Hari itu, komunitasnya banyak mendengar "teman-teman yang menghadapi kekerasan. Ada masjid yang dirusak, ada perempuan yang dipukuli. Macam-macam kekerasan yang terjadi pada hari pertama."
Menurut catatan Biro Penyelidik Federal, FBI, terdapat 28 laporan kejahatan anti-Muslim pada tahun 2000 dan jumlahnya pada tahun 2001, naik hampir 500.
Dikirim bunga oleh pendeta
Sejumlah masjid yang sempat diserang, menurut Shamsi, termasuk yang menutup diri dan tidak berupaya mengenalkan diri ke para tetangga.
"Akhirnya orang yang dibombardir dengan informasi yang salah tentang Islam, jadi curiga… Terkadang ketidaktahuan orang, kebencian orang, disebabkan karena kita yang kurang berinteraksi atau bergaul dengan orang," cerita putra kelahiran Makassar ini.
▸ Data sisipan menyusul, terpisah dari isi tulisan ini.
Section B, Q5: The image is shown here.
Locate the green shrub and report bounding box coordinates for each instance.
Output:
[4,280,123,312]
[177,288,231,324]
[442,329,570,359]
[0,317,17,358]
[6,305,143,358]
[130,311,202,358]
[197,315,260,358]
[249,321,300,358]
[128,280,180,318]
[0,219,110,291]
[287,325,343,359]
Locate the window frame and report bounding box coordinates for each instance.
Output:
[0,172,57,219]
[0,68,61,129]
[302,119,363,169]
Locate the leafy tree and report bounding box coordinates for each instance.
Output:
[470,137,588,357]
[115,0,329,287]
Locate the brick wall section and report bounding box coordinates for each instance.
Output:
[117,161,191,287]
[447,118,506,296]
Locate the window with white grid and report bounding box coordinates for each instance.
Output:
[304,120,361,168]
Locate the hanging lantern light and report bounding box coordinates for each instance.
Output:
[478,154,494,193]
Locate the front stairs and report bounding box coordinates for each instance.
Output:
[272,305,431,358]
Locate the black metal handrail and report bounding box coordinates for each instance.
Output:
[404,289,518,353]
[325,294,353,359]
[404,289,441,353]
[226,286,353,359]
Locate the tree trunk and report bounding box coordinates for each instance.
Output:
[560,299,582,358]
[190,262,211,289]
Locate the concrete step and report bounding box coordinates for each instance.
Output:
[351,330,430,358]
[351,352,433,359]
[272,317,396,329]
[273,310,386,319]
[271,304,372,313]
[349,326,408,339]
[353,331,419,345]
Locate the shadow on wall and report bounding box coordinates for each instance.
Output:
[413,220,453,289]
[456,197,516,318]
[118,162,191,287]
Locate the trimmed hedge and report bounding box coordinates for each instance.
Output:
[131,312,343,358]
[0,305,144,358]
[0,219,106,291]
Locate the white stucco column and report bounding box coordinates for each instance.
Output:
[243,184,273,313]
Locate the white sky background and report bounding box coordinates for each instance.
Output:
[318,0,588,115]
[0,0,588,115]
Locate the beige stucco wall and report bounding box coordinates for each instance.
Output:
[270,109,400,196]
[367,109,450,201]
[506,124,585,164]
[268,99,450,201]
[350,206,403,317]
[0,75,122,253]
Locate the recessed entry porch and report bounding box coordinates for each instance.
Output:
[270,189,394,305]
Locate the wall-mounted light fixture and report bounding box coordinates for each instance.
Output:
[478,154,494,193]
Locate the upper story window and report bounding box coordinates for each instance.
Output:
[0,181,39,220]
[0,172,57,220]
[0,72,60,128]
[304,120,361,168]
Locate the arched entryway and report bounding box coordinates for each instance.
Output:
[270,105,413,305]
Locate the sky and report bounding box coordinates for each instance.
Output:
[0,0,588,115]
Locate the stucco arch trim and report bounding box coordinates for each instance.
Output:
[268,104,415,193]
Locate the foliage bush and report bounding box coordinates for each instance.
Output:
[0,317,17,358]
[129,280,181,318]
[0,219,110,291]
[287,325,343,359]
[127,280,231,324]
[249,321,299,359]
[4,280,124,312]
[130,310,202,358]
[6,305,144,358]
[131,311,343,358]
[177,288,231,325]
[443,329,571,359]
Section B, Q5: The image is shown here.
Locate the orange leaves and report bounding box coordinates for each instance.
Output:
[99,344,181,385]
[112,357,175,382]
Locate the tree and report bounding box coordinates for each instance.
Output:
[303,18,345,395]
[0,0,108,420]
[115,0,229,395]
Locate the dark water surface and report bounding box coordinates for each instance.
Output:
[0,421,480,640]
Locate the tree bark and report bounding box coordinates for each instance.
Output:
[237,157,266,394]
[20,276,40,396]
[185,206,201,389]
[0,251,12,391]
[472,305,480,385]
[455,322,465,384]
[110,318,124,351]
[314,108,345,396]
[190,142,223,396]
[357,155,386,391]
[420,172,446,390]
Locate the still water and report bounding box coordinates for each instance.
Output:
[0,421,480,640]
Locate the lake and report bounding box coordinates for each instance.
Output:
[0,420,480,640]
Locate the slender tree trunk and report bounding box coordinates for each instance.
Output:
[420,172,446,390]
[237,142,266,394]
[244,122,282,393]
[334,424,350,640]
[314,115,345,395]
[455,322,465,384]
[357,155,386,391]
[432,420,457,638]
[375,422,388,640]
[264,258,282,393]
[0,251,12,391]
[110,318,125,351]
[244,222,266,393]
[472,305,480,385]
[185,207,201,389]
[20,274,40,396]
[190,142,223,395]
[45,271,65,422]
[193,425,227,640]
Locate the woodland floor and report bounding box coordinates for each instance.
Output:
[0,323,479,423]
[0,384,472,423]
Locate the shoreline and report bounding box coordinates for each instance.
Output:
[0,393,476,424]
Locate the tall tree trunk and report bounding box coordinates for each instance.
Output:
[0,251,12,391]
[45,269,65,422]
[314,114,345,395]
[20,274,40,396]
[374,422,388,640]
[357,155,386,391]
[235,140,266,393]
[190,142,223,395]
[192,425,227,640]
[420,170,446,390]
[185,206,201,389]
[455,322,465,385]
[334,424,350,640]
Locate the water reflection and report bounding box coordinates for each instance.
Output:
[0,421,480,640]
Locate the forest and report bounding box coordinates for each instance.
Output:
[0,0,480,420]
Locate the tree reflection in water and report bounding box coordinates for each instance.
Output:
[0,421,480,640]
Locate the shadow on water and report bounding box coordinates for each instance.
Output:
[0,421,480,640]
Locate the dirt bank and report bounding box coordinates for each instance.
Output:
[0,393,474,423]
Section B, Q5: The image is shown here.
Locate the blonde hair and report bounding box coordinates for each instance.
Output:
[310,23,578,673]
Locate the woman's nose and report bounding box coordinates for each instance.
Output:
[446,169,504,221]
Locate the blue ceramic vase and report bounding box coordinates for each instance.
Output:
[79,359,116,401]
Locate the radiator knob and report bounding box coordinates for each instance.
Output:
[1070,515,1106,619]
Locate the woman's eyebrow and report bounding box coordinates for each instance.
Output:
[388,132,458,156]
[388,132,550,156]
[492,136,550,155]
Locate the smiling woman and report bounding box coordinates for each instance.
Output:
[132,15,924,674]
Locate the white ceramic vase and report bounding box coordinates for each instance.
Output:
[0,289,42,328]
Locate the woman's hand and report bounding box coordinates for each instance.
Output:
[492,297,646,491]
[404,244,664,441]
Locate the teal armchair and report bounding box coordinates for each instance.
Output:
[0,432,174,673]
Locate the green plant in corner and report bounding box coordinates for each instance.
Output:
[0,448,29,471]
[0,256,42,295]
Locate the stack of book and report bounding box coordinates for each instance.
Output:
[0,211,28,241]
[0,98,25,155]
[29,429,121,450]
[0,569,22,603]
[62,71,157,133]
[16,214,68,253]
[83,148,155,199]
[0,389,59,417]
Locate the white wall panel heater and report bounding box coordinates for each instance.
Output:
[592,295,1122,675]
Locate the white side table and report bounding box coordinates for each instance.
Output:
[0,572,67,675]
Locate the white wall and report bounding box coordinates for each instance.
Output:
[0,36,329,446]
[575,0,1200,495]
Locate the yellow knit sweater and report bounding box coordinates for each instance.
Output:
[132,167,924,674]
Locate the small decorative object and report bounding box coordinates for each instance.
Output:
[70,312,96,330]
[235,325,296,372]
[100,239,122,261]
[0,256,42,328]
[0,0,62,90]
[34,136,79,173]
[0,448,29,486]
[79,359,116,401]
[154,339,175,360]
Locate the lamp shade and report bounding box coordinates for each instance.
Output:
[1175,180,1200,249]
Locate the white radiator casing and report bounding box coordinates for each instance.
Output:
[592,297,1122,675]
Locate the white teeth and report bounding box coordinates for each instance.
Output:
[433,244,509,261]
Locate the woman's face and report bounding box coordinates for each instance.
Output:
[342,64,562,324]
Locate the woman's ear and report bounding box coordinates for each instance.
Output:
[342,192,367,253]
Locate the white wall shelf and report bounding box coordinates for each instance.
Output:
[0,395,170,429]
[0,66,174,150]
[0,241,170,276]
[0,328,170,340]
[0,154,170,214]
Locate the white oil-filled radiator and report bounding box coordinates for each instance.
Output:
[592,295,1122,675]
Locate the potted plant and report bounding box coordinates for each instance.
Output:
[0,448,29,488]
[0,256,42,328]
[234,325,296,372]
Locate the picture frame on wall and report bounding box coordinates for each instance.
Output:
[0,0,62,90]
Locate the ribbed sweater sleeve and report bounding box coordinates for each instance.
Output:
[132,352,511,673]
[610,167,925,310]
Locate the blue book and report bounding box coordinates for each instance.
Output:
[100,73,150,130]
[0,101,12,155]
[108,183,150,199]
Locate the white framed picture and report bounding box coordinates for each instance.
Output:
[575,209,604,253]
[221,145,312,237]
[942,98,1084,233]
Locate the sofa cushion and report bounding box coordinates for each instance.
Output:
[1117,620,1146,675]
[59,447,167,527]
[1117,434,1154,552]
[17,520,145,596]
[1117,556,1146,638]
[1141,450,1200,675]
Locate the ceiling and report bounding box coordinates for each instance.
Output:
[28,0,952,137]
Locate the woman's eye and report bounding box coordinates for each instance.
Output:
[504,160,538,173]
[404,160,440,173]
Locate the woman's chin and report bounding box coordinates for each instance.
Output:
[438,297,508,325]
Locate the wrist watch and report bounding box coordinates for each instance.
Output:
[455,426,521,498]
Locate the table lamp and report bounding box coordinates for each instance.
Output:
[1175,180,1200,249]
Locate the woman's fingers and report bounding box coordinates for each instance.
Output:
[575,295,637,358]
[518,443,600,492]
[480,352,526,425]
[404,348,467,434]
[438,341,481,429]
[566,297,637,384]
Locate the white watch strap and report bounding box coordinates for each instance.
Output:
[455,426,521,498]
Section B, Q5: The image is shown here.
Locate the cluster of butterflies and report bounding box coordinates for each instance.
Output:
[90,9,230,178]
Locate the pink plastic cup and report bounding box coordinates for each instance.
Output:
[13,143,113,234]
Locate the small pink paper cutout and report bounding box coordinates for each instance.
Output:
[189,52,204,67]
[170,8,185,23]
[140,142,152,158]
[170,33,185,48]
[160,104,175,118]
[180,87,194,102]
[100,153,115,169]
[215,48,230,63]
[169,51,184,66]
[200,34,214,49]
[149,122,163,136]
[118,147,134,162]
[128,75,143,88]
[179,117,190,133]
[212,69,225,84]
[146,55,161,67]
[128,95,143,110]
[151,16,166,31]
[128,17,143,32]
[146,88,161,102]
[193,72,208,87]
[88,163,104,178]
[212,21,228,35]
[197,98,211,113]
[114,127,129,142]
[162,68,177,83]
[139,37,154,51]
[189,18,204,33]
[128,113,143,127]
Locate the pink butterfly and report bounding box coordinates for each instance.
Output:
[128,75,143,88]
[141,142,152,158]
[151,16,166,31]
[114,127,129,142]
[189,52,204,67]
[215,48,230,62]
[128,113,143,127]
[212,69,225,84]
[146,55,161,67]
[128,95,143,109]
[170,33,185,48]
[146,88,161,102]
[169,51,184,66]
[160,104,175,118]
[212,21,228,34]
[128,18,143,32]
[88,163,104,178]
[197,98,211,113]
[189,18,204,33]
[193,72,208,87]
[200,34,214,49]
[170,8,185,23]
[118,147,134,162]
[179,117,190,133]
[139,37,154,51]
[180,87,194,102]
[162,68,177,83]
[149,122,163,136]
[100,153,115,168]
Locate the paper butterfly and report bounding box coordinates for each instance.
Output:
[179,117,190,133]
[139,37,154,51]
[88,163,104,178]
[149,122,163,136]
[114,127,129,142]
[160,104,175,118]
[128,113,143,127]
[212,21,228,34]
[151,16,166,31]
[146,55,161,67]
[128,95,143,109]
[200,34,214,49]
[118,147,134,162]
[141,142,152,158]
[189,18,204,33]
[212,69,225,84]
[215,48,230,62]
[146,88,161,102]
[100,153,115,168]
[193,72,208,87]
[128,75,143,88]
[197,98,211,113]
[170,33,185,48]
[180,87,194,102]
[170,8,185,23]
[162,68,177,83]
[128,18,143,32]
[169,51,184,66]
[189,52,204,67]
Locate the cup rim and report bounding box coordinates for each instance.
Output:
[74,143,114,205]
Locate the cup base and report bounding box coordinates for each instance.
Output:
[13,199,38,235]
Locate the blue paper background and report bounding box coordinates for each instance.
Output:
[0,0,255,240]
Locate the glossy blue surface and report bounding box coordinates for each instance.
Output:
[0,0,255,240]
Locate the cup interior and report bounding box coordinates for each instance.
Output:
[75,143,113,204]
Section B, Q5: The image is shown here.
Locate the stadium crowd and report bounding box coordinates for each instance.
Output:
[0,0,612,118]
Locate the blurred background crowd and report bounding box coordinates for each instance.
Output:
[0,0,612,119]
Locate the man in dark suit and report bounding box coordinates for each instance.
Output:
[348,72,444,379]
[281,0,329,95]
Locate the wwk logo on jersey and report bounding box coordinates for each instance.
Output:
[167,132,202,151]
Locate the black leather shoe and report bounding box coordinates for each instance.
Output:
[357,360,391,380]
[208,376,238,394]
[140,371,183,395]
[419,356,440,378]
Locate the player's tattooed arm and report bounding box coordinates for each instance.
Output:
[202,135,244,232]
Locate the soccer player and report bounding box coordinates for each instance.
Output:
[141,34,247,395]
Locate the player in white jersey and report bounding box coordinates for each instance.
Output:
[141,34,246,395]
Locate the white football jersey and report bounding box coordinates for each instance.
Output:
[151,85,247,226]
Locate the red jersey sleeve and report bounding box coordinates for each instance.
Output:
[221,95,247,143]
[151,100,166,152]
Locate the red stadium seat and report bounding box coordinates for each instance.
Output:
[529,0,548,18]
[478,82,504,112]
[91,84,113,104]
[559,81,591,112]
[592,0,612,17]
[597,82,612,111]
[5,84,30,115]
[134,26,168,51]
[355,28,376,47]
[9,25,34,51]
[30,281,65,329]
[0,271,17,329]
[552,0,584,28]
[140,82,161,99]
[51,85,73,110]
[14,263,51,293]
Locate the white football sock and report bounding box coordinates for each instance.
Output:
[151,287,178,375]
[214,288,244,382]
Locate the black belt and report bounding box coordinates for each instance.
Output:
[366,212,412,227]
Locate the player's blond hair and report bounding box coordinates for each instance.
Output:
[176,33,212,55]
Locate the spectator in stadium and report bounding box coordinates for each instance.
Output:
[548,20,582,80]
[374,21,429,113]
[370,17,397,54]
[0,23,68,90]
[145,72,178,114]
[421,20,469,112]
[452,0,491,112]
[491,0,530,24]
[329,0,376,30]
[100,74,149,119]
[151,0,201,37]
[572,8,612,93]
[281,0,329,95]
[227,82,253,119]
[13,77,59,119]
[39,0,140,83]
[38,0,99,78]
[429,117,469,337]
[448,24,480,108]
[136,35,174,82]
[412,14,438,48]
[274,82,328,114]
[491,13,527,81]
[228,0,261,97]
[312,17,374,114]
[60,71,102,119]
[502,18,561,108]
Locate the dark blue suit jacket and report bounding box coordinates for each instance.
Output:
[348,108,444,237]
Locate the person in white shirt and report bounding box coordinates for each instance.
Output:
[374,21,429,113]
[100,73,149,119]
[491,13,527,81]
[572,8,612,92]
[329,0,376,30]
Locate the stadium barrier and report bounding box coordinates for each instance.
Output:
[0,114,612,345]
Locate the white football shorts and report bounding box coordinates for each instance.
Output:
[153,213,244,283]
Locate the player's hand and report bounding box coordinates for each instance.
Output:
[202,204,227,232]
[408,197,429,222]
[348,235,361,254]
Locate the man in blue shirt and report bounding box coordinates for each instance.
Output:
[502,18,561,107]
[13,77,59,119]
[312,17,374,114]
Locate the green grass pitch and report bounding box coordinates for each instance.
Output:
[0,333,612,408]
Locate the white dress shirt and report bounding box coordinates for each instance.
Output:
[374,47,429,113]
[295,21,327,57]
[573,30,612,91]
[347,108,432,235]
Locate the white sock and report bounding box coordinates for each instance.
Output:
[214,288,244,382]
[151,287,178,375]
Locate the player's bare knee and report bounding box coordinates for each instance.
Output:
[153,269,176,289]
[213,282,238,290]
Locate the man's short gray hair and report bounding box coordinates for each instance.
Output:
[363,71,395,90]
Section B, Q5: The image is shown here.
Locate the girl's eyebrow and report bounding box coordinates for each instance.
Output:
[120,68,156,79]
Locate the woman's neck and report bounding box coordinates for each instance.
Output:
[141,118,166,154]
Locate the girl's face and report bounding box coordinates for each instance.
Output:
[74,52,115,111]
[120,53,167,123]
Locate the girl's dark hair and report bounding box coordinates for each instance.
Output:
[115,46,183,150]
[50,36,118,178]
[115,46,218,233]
Namun ia mengatakan masjid Indonesia al-Hikmah yang dipimpinnya, justru didatangi dua pendeta dari gereja yang terletak tak jauh.
"Mereka membawa karangan bunga ke kita, ada masjid yang diserang, tapi masjid kita dibawakan karangan bunga. Pendeta itu mengatakan, `Saya tahu kamu dalam situasi sulit, apa yang dapat kami bantu?`, justru gereja menawarkan."
Melalui kunjungan ini, kata Shamsi, pihaknya kemudian menjalin komunikasi dan dialog.
Imam Shamsi juga merasa dirinya "terekspos".
"Saya sendiri, yang telah tinggal di New York beberapa tahun sebelum Serangan 11 September, terekspos karena sebelumnya saya tak bisa membayangkan berkomunikasi dengan pemeluk agama lain secara masif, bahkan dengan masyarakat Yahudi.